Jan 8, 2007 (CIDRAP News) – Two Indonesians have been hospitalized in less than a week with H5N1 avian influenza infections, the country’s first in more than a month, according to news services.
Indonesia’s health ministry told Bloomberg News yesterday that a 14-year-old boy who tested positive for the H5N1 virus was being treated at Persahabatan Hospital in Jakarta after showing flulike symptoms on Jan 1.
Muhammad Nadirin, an official at the health ministry’s avian flu information center, told Bloomberg the ministry received a report that the boy had had contact with a dead duck. The ministry launched in investigation in the boy’s west Jakarta neighborhood, Nadirin said.

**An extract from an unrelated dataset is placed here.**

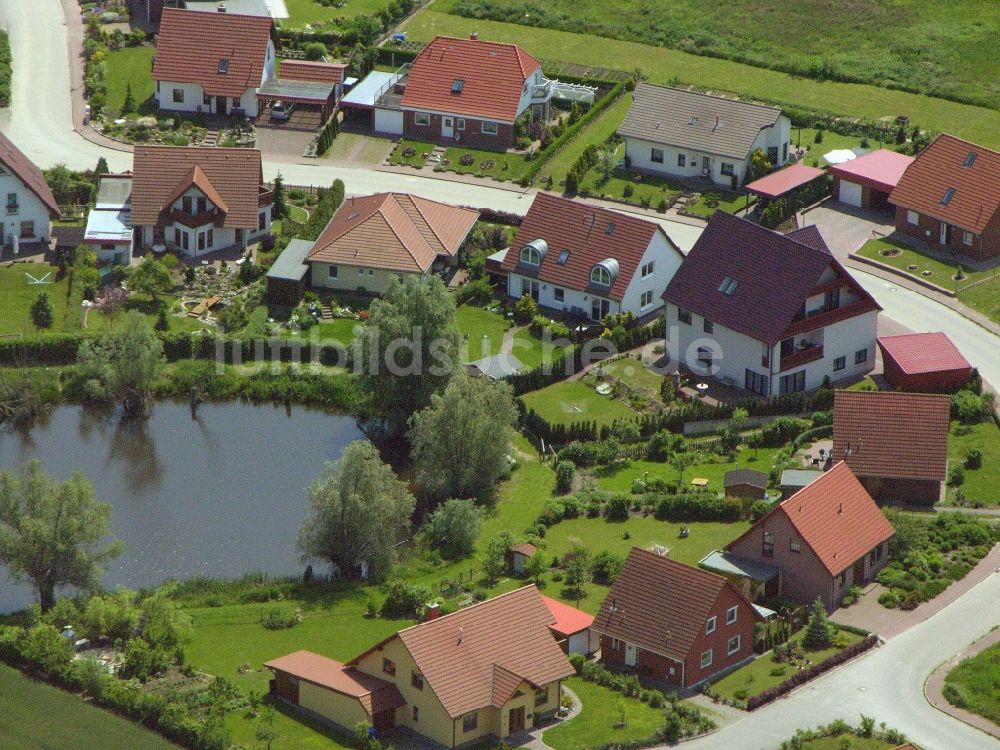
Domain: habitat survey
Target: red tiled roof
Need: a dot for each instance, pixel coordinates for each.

A 37-year-old woman is also being treated at Persahabatan Hospital and is from the same area—Tangerang on Jakarta's western outskirts—as the 14-year-old boy, the Associated Press (AP) reported today. I Nyoman Kandun, the health ministry’s director of communicable disease control, told the AP that the woman was in critical condition and the health ministry is still trying to identify the source of her infection.
If the two cases are confirmed by the World Health Organization (WHO), they will be the 75th and 76th human infections recorded in Indonesia. The latest previous case was that of a 35-year-old woman who died Nov 28.
The Jakarta Post reported today that the H5N1 virus is suspected in 6 other patients who are awaiting test results.
Indonesia has the most avian flu deaths of any country, 57 recorded by the WHO, but Vietnam still has the most cases with 93.